Acevedo explicó que las fechas del proceso tuvieron que ser modificadas mientras el Concejo esperaba la respuesta del Departamento Administrativo de la Función Pública, encargado de aplicar el examen de integridad a los aspirantes.
Ese examen, que se convirtió en pieza clave del proceso, retrasó la presentación oficial de la terna ante la plenaria.
“Estamos a la espera de los resultados del examen de integridad, que deben llegar de manera formal para que los concejales revisen los documentos previos a la votación”, señaló Acevedo.
Las declaraciones del presidente del Concejo dejan claro que ningún paso puede continuar sin que llegue el informe de Función Pública. Lo que parecía un trámite terminó convirtiéndose en un elemento que podría definir la legitimidad de todo el proceso.
Acevedo insistió en que la información proveniente de la entidad nacional es esencial para brindar “tranquilidad” a la corporación y blindar jurídicamente la decisión final.
El presidente del Concejo defendió la actuación de la mesa directiva:
“Hemos cumplido con cada una de las fases. Hemos respondido a todas las observaciones en los términos del cronograma y también a los requerimientos judiciales”.
Sin embargo, detrás de su mensaje de orden institucional se percibe la tensión acumulada. En los pasillos se comenta que el ajuste de las fechas, sumado a las advertencias jurídicas, mantiene en vilo a varios sectores políticos.
Uno de los puntos más sensibles es la posible inhabilidad de la aspirante Francy Johana Ardila Salazar, tema que Acevedo trató con evidente cautela.

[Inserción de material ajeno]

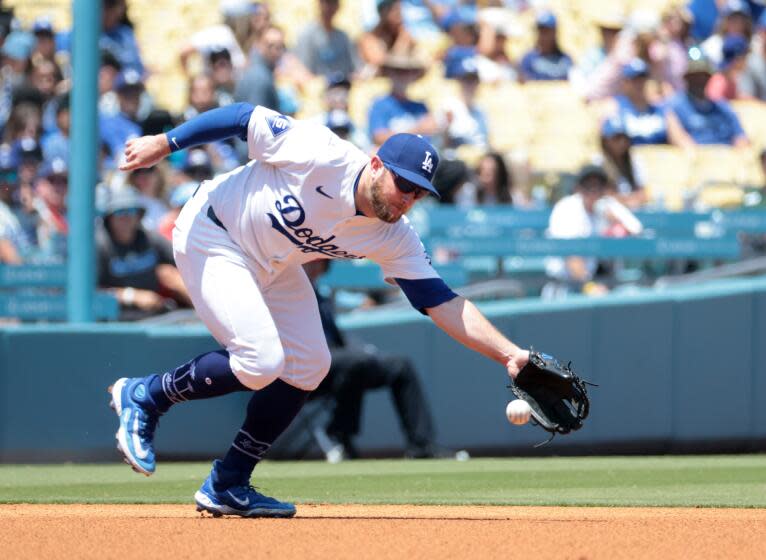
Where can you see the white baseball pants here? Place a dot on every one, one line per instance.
(269, 333)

El presidente aclaró que el Concejo no recibió ninguna comunicación oficial, pues la denuncia fue enviada directamente a los correos personales de los concejales. Esto, según dijo, obliga a que cada uno de ellos evalúe individualmente la validez de las advertencias recibidas.

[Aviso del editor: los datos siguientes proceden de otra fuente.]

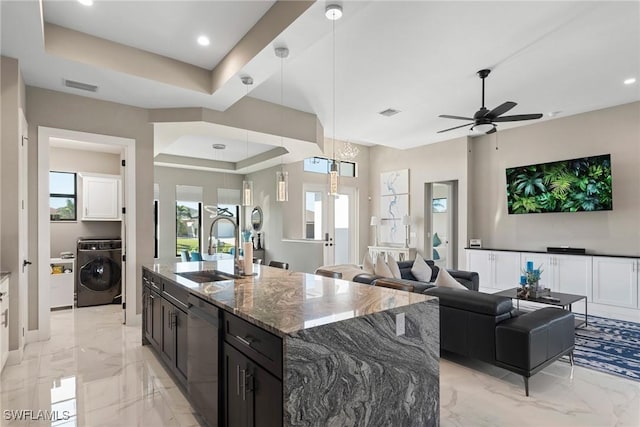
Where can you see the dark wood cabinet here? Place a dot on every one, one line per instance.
(253, 397)
(174, 339)
(250, 360)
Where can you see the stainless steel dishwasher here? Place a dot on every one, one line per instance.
(203, 364)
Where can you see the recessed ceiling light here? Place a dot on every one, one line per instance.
(333, 12)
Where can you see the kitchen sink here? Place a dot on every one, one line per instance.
(206, 276)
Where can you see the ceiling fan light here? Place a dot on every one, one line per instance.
(483, 127)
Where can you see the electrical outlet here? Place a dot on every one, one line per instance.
(400, 326)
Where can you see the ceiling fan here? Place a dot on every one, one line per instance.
(484, 120)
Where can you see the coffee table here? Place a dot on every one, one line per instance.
(561, 300)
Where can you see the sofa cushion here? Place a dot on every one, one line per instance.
(393, 266)
(476, 302)
(381, 268)
(446, 280)
(420, 270)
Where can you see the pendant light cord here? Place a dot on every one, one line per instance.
(333, 22)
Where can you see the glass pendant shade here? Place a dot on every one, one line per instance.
(282, 186)
(247, 193)
(333, 179)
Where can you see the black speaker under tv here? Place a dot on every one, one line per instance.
(574, 185)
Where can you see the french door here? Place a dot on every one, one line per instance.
(332, 220)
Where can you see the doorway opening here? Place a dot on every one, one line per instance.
(123, 150)
(441, 223)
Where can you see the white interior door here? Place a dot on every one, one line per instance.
(331, 219)
(23, 231)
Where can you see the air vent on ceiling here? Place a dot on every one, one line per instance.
(82, 86)
(389, 112)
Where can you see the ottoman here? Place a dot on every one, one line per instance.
(528, 343)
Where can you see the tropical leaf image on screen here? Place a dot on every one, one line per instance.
(566, 186)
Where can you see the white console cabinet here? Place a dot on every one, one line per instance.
(496, 269)
(101, 198)
(615, 281)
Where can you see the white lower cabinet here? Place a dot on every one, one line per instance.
(496, 269)
(615, 281)
(4, 321)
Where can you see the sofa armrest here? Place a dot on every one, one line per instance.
(470, 279)
(476, 302)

“Hemos solicitado conceptos al equipo jurídico de la Presidencia. Esperamos que cada concejal consulte con sus propios asesores para llegar con tranquilidad al día de la votación”.
Con todo, la Asamblea mantiene firme la fecha del 30 de noviembre, una jornada que podría redefinir la estructura del control fiscal en la ciudad.
A pocas horas de la elección, el ambiente político está encendido y las dudas jurídicas siguen sobre la mesa. Los concejales deberán votar bajo presión, con el examen de integridad como pieza clave y con la mirada crítica de la opinión pública encima.
La elección del próximo contralor o contralora de Ibagué promete no solo definir un nombre, sino también medir el nivel de transparencia y rigor institucional de uno de los procesos más sensibles del año.